The story, which takes place primarily in a small town outside Dublin, Ireland, is narrated by 39-year-old Veronica, who has just learned that her beloved brother, Liam, who was a scant 11 months older than she, committed suicide by walking into the sea with stones in his pocket. Veronica and Liam are two of 12 children in a troubled and dysfunctional Irish family—so troubled that at one point in their childhoods, Veronica, Liam, and their younger sister Kitty were sent to live with their grandmother for a year. It was during that time that something horrific happened to Liam, which most likely leads to his subsequent alcoholism and eventual suicide. But that is only the surface of the story.
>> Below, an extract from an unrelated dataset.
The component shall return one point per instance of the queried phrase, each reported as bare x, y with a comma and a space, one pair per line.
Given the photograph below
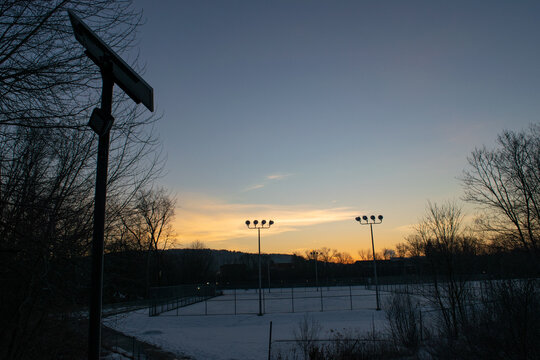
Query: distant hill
222, 257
It is Veronica's colorful and often bizarre memories, including many about her grandparents that she freely admits she makes up as a way to comfort herself, as well as her intense grief for Liam's life and death that is the crux of this 2007 Man Booker Award-winning novel by Anne Enright.
This is a story about the indelible ties of family, the heartbreak of death and the forever separation it causes, the healing power as well as the shame and futility of sex, the inherent wounds of old secrets, the ongoing scourge of abuse, and most of all how these all merge together like modeling clay to shape and form us into our very selves.
While the writing is extraordinary with some sentences so lyrical that they demand to be read over again, the story is just so incredibly sad and desolate I found it difficult to keep reading at times.